Couple follows their dream of Bed and Breakfast to Adirondack cottage in Wilton

  • The SereniTea Bed and Breakfast in Wilton. Staff photo by Ashley Saari—

  • The SereniTea Bed and Breakfast in Wilton. Staff photo by Ashley Saari—

  • The SereniTea Bed and Breakfast in Wilton. Staff photo by Ashley Saari—

  • The SereniTea Bed and Breakfast in Wilton. Staff photo by Ashley Saari—

  • The SereniTea Bed and Breakfast in Wilton. Staff photo by Ashley Saari—

  • The SereniTea Bed and Breakfast in Wilton. Staff photo by Ashley Saari—

  • The SereniTea Bed and Breakfast in Wilton. Staff photo by Ashley Saari—

  • The SereniTea Bed and Breakfast in Wilton. Staff photo by Ashley Saari—

  • The SereniTea Bed and Breakfast in Wilton. Staff photo by Ashley Saari—

  • The SereniTea Bed and Breakfast in Wilton. Staff photo by Ashley Saari—

Monadnock Ledger-Transcript
Published: 7/15/2019 11:36:33 AM

With its idyllic storybook cottage look, Pam and Peter Clemens knew they had found their perfect home when they first saw 602 Isaac Frye Highway.

The home was initially built as a Federal-style home in the 1700s by Richard Taylor Buss and his wife, Betty Ballard. However, in the 1870s, it was purchased by the Davis family, who moved the house back, turned it around and enlarged it, leaving the core of the house, but adopting an Adirondack cottage style for the exterior.

The home remained in the Davis family for decades and was eventually passed to their daughter Mary and her husband, John Edward Devlin, and then to their daughter, Marjory Devlin Moors, who kept it as a summer home with her husband, Francis Moors.

When Marjory Devlin Moors died, she left the house to her nephew, Donald Scott, who eventually sold the property in 1968 to Leonard and Judy Peterson, who owned the house until the Clemens purchased the property.

“When we saw it, I fell in love immediately,” Clemens said.

Originally from Massachusetts, they bought the property about five years ago. It was the culmination of nearly five years of looking for a suitable property to turn into a bed and breakfast.

The house wasn’t zoned for a business, but Clemens said she had a good feeling about it anyway.

“I said, ‘God, if this is the property, just show me a sign.’”

When a tour of the house included a book cover poster for the former home owner’s book, “Follow Your Heart: And Discover God’s Dream for You,” she knew she had received her sign.

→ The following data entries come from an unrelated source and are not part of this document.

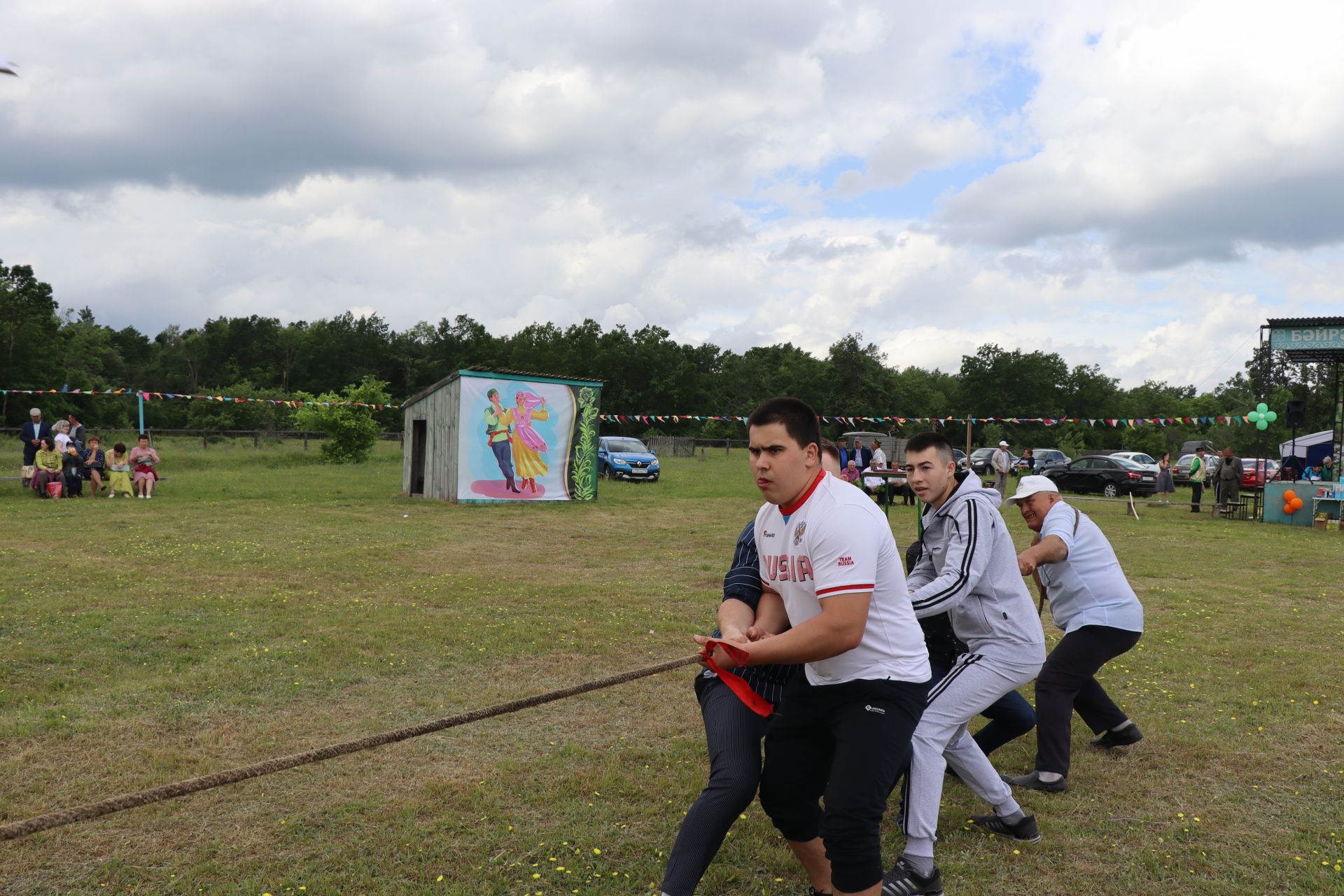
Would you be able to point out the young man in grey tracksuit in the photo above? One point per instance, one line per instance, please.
(969, 571)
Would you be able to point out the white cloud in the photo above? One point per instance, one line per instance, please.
(672, 164)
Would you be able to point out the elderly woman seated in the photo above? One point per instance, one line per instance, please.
(46, 466)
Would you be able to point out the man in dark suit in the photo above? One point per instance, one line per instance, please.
(31, 435)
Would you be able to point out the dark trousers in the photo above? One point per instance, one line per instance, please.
(1069, 681)
(1009, 716)
(733, 734)
(504, 458)
(844, 743)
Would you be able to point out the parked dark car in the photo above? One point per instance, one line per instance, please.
(620, 457)
(1104, 475)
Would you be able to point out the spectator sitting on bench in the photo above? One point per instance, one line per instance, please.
(144, 460)
(46, 465)
(92, 465)
(118, 472)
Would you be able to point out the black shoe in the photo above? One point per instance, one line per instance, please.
(1110, 739)
(904, 880)
(1034, 782)
(1025, 832)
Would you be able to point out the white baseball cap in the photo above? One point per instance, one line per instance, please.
(1028, 485)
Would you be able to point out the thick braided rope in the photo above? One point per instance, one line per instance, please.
(18, 830)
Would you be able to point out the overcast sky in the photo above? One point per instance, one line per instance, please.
(1130, 184)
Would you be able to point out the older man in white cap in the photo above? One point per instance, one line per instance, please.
(1002, 464)
(1092, 601)
(31, 435)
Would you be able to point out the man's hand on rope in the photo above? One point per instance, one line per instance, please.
(721, 656)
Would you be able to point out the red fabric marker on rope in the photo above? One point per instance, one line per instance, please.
(737, 684)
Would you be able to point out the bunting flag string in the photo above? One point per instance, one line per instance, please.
(152, 397)
(1114, 422)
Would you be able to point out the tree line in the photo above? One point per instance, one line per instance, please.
(645, 372)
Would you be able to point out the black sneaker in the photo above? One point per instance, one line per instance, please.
(1110, 739)
(1025, 832)
(904, 880)
(1034, 782)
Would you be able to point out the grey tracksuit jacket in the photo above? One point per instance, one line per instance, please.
(969, 571)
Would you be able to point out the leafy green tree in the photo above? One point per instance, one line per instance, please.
(206, 414)
(29, 331)
(351, 431)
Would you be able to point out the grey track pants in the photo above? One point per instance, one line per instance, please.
(941, 739)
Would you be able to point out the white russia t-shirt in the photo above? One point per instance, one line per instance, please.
(835, 540)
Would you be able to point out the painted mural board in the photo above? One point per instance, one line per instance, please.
(527, 440)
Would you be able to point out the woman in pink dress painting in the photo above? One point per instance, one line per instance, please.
(528, 444)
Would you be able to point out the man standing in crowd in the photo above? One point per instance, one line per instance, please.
(1198, 470)
(1003, 466)
(841, 731)
(1092, 601)
(31, 435)
(968, 570)
(732, 729)
(879, 457)
(1228, 480)
(77, 430)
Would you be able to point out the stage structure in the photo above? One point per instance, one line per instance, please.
(1315, 340)
(502, 435)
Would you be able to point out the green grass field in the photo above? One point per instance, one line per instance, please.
(264, 603)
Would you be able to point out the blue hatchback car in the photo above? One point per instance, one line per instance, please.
(620, 457)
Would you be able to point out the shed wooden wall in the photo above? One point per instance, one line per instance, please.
(440, 412)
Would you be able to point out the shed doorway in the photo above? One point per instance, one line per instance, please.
(420, 431)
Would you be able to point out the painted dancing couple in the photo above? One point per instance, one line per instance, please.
(515, 444)
(830, 628)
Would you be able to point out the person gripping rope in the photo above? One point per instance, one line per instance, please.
(968, 571)
(1093, 602)
(733, 731)
(841, 729)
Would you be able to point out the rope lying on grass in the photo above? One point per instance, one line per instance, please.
(88, 812)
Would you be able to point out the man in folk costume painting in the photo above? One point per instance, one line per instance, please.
(499, 435)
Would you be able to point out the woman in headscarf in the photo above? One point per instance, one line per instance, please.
(528, 444)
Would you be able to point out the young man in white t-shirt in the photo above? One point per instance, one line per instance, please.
(841, 731)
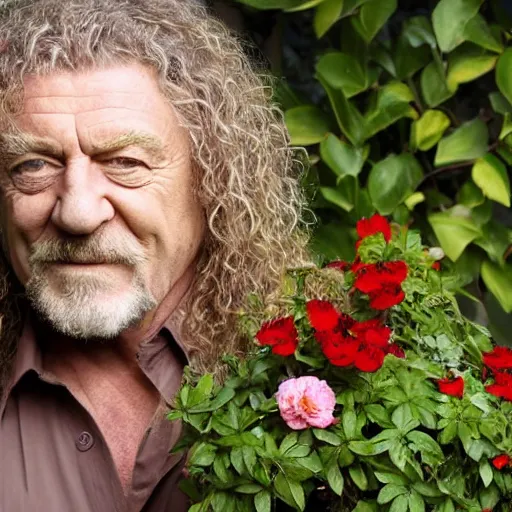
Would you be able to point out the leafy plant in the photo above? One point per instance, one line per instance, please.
(411, 117)
(388, 398)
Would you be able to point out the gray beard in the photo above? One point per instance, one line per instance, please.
(87, 306)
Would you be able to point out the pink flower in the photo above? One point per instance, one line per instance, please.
(306, 402)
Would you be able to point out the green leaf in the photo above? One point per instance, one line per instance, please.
(418, 32)
(339, 197)
(224, 396)
(333, 241)
(416, 502)
(486, 474)
(306, 124)
(272, 4)
(478, 32)
(202, 390)
(467, 65)
(409, 59)
(454, 233)
(503, 74)
(392, 104)
(468, 142)
(401, 504)
(450, 18)
(358, 476)
(431, 453)
(343, 71)
(263, 501)
(349, 119)
(305, 5)
(290, 491)
(470, 195)
(490, 174)
(427, 131)
(327, 437)
(349, 422)
(389, 492)
(393, 180)
(434, 87)
(202, 455)
(372, 17)
(248, 489)
(334, 477)
(499, 282)
(342, 158)
(327, 13)
(499, 103)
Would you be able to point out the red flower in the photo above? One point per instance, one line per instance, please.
(452, 387)
(382, 282)
(281, 335)
(396, 350)
(372, 226)
(343, 266)
(502, 386)
(322, 315)
(501, 461)
(499, 359)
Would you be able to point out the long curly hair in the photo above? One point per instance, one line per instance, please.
(246, 173)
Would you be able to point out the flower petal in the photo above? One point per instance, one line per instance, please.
(322, 315)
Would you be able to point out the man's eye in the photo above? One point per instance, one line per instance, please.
(29, 166)
(124, 163)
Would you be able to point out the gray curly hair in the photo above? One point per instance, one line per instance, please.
(246, 173)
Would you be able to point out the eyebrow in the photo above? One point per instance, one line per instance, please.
(16, 144)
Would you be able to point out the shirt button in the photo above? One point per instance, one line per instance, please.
(84, 442)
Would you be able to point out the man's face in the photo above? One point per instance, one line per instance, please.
(99, 214)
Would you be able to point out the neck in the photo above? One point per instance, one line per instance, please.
(125, 347)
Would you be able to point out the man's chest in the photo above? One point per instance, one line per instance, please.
(53, 456)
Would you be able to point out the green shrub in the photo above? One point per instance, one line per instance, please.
(411, 117)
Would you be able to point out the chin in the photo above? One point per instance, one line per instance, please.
(87, 306)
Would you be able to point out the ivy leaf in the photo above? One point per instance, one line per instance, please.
(263, 501)
(349, 119)
(334, 477)
(327, 13)
(372, 17)
(393, 180)
(450, 18)
(305, 5)
(503, 75)
(306, 124)
(490, 174)
(392, 104)
(466, 65)
(358, 477)
(468, 142)
(342, 158)
(499, 282)
(290, 491)
(389, 492)
(343, 71)
(427, 131)
(454, 233)
(478, 32)
(434, 87)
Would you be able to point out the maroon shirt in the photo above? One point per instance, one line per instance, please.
(53, 457)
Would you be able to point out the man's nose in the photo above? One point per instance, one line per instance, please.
(82, 206)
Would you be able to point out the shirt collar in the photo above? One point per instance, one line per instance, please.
(152, 349)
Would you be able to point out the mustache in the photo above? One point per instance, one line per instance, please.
(91, 250)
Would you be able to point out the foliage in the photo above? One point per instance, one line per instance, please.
(410, 116)
(418, 429)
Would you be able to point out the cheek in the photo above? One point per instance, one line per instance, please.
(24, 219)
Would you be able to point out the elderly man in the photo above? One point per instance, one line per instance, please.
(146, 190)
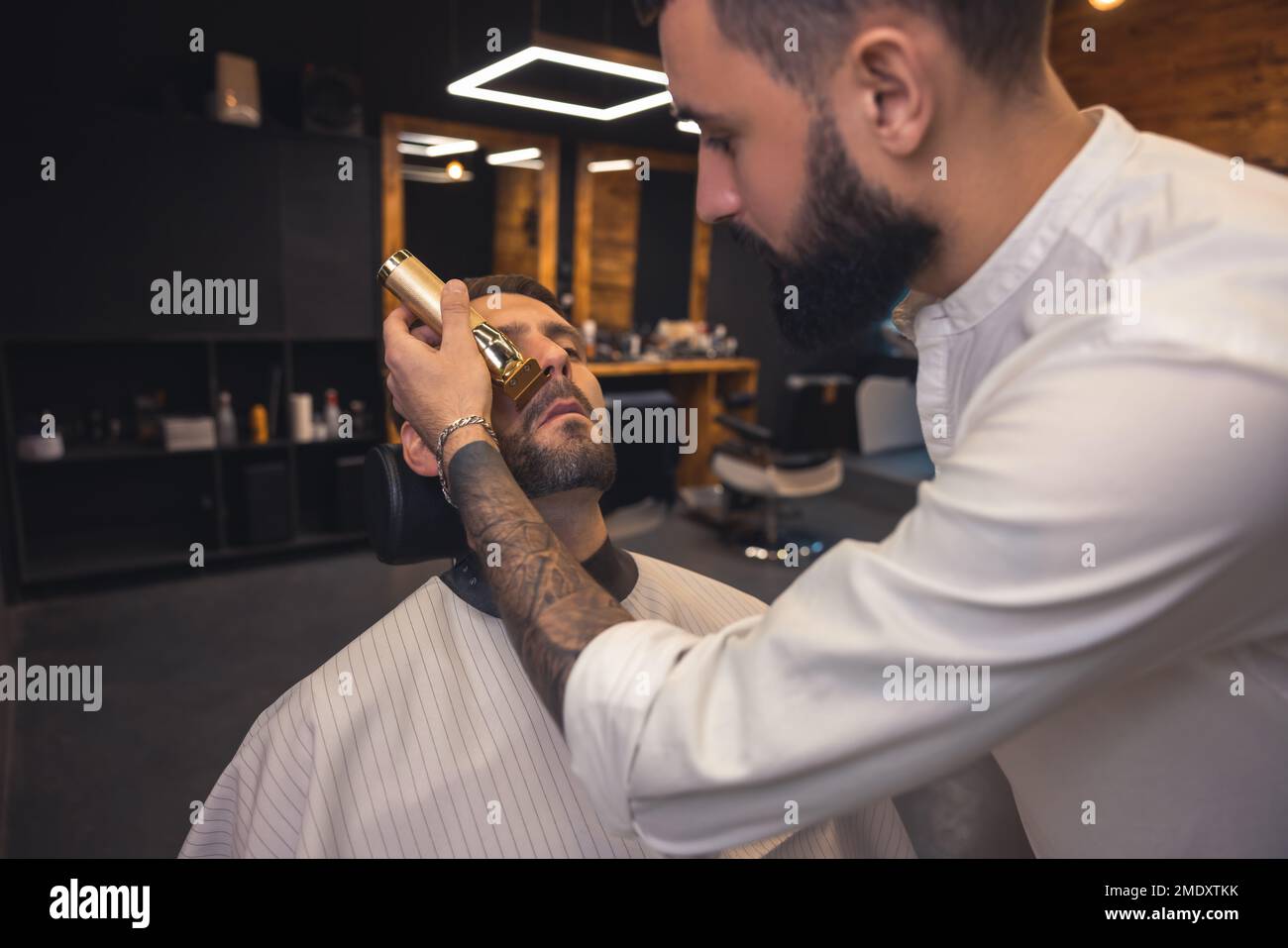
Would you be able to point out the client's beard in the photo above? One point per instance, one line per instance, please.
(851, 249)
(579, 462)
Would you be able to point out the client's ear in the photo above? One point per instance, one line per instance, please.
(417, 455)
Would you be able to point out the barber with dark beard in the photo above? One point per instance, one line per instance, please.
(1103, 385)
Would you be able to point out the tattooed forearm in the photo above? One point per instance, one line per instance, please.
(550, 605)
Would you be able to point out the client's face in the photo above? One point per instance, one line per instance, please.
(549, 446)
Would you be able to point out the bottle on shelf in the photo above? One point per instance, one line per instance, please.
(333, 414)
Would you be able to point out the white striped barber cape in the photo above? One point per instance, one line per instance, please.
(424, 738)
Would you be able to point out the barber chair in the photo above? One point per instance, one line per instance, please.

“I believe the house found us as much as we found the house,” Clemens said.

Now, the house has been brought back to its historic sensibilities, Clemens said, and she and her husband have removed some of the lingering 1970s decors. Now, the house and former carriage house are decorated with displays of vintage clothing Clemens collects, antique furniture and posters and photographs bought at a local auction house.

Since buying the house, the Clemenses have gotten approval to house up to three guests in the three primary bedrooms on the second floor, as a bed and breakfast. She also hopes to be able to eventually hold small functions in the old carriage house, which they have converted to recreational space. Specifically, Clemens specializes in holding high teas, which she used to do in Massachusetts as fundraisers.

They have converted the third story, which was once the living quarters for the servants, into a living space for themselves.

As they continue to restore the home, she and her husband Peter are constantly finding surprises, Clemens said. They found a wooden packing box, addressed to the Davis family, which they turned into a table for their converted barn. They believe the box once was used to deliver a hallway mirror, which still hangs in the second story of the house today.

They’ve uncovered a few other gems from the house’s history, Clemens said. When they had to cut back a grove of azaleas, when a fallen tree branch damaged them, they uncovered an old hand pump, which still works. They found cloth notices, signed by Francis Moors, one of the owners of the home, notifying the public that he would no longer be allowing people to swim in the spring on the property in order to keep the water clean.

The house has an elevator – no longer functional – which, as the story goes, was put in in the 1950s by Francis Moors wife, Marjory Devlin Moors, when her old dog could no longer climb the stairs to the second floor.

Clemens said finding the history of a home is part of the joy of restoring it.

“I guess I’m a person with an old soul,” she said. “I just feel it’s important to preserve it so other generations can enjoy it.”